To implement the functionality you described, you can follow the here after steps:
1- Detect the input edges (falling and rising).
2- If a falling edge occurs then start counting, if it's a rising edge then reset the counter.
3- The output is keept 1, until counter reaches 12, then it goes low.
If you need more details on how to detect edges, how the hold the value of output without using a latch, or how to implement the counter, then ask and I will follow with you.
I don't understand the words "keeps on set and reset".
Assuming you want a synchronous design, here's some Verilog.
While 'in' is high, load a 5-bit counter with -12. While 'in' is low, count up until the MSB changes to 0. Output the MSB.
Code:
module top (clk, in, out);
input clk, in;
reg [4:0] count = -12;
output out;
assign out = count[4];
always @ (posedge clk)
count <= in ? -12 : count + count[4];
endmodule
I don't understand the words "keeps on set and reset".
Assuming you want a synchronous design, here's some Verilog.

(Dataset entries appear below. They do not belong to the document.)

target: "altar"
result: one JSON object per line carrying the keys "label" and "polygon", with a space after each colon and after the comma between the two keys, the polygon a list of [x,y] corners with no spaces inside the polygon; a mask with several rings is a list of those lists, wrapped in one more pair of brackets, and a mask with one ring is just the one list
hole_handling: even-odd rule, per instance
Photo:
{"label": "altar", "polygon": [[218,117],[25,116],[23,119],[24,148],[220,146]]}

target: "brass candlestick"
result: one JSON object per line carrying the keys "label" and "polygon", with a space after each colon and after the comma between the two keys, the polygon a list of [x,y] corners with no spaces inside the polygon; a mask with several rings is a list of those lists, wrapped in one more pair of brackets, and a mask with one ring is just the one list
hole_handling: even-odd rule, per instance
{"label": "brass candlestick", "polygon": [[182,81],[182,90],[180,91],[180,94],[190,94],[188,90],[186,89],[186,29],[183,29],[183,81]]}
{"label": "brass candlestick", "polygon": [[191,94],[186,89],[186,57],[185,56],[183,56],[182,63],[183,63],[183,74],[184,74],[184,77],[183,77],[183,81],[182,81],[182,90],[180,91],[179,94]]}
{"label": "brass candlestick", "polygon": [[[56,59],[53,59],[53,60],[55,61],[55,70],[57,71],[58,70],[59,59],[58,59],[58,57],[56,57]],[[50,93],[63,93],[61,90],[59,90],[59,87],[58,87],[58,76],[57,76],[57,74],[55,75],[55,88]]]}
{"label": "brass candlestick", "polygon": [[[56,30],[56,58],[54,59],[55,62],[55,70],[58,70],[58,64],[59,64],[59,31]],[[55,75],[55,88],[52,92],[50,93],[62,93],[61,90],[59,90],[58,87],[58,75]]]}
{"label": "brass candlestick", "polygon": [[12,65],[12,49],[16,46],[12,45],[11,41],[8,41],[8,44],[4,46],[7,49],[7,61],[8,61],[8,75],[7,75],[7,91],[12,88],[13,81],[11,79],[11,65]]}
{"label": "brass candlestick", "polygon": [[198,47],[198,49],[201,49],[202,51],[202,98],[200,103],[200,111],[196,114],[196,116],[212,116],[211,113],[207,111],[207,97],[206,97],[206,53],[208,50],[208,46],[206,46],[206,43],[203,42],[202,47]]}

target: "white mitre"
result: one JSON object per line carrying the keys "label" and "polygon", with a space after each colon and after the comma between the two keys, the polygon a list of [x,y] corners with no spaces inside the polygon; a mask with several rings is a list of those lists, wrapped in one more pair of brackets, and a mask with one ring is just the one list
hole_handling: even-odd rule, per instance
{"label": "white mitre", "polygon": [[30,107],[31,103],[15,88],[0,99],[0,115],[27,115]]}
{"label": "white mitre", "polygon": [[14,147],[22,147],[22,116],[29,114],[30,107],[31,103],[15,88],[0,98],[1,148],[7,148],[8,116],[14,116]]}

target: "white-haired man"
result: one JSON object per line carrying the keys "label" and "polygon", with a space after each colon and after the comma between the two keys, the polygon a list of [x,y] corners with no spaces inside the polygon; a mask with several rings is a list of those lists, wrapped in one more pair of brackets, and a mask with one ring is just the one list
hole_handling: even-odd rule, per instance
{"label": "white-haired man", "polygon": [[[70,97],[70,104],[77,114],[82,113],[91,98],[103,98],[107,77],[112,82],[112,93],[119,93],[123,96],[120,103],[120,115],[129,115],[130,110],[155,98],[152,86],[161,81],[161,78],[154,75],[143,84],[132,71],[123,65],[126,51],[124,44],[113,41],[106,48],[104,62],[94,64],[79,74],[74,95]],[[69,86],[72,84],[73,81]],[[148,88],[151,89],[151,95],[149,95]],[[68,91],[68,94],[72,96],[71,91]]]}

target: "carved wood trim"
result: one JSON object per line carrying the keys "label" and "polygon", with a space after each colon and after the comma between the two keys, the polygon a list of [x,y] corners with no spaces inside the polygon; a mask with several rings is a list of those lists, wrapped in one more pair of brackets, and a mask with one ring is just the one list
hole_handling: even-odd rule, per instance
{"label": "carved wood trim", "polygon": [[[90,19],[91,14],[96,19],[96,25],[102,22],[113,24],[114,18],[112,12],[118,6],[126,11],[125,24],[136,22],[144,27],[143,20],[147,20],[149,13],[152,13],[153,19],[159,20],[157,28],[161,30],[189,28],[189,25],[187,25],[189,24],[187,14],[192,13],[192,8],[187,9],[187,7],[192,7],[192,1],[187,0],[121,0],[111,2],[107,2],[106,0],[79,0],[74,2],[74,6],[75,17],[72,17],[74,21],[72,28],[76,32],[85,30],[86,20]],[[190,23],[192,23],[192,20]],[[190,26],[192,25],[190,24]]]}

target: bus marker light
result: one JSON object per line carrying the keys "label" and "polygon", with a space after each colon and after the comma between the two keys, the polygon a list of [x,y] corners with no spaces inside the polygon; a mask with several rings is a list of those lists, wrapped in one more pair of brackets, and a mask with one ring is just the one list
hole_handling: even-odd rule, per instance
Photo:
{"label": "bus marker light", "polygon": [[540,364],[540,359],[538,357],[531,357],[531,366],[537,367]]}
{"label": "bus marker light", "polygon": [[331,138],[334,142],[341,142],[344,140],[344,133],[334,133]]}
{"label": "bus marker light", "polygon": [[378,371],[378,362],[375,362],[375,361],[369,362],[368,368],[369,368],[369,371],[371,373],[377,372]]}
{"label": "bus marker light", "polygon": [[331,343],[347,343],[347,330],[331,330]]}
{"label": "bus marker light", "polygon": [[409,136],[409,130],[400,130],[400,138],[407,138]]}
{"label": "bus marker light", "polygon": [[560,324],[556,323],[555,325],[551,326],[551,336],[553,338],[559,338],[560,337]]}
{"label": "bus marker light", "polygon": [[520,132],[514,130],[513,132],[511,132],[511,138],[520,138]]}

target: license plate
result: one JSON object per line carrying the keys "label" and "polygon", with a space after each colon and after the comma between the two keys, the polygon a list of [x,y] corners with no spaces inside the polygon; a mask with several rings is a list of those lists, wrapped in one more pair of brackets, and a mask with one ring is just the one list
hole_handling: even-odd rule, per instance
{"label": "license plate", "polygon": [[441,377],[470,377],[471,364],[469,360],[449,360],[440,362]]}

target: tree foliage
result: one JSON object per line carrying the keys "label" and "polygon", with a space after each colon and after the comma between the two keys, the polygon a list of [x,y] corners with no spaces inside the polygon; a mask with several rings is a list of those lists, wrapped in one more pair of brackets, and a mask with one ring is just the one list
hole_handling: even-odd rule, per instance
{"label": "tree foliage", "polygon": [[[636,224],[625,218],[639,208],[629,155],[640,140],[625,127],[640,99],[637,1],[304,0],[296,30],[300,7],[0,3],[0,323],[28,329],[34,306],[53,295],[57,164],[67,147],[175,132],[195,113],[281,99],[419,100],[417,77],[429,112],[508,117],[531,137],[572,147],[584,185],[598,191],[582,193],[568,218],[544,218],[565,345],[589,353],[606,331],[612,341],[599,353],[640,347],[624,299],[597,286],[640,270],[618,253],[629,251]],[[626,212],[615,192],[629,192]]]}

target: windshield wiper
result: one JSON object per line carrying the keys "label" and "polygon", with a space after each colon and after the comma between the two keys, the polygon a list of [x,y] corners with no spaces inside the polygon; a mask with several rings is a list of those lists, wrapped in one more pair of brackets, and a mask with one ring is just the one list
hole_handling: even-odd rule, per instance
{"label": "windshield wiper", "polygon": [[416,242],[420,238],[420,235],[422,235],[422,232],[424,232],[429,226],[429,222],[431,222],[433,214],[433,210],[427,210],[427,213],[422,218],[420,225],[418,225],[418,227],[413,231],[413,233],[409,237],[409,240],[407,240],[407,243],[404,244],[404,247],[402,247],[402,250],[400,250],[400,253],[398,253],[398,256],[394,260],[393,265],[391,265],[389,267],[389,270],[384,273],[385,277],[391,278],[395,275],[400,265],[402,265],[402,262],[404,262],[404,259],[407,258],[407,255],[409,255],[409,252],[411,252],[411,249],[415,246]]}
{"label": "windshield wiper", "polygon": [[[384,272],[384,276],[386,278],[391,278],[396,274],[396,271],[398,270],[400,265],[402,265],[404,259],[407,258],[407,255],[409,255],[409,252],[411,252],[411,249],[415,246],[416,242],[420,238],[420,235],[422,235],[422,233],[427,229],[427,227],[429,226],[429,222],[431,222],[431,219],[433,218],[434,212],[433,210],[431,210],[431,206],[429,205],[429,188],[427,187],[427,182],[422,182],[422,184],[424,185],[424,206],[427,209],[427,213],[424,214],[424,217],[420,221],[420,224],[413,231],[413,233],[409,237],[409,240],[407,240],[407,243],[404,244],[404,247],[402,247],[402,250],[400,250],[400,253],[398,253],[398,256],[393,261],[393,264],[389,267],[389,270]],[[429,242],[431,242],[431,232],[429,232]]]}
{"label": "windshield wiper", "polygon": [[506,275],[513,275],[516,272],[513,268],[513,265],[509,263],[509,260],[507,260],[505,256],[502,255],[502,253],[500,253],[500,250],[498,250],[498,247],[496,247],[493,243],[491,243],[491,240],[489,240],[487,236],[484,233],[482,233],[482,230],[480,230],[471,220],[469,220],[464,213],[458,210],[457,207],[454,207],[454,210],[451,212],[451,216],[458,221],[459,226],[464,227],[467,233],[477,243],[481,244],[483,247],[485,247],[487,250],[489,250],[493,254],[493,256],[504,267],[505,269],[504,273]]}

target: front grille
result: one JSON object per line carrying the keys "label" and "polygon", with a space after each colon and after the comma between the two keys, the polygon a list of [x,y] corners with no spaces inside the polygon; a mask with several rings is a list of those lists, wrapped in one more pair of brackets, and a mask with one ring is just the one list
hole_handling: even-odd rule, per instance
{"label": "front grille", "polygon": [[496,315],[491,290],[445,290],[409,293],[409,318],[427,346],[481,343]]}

While 'in' is high, load a 5-bit counter with -12. While 'in' is low, count up until the MSB changes to 0. Output the MSB.
Code:
module top (clk, in, out);
input clk, in;
reg [4:0] count = -12;
output out;
assign out = count[4];
always @ (posedge clk)
count <= in ? -12 : count + count[4];
endmodule
If 'in' is not synchronous with 'clk', then my counter example could malfunction due to setup/hold violation of the counter flip-flops. One simple remedy would be to pass 'in' through a clocked D-flop. However, that would increase the latency of the 'in' input, so you may need to modify the overall project to accommodate the extra delay.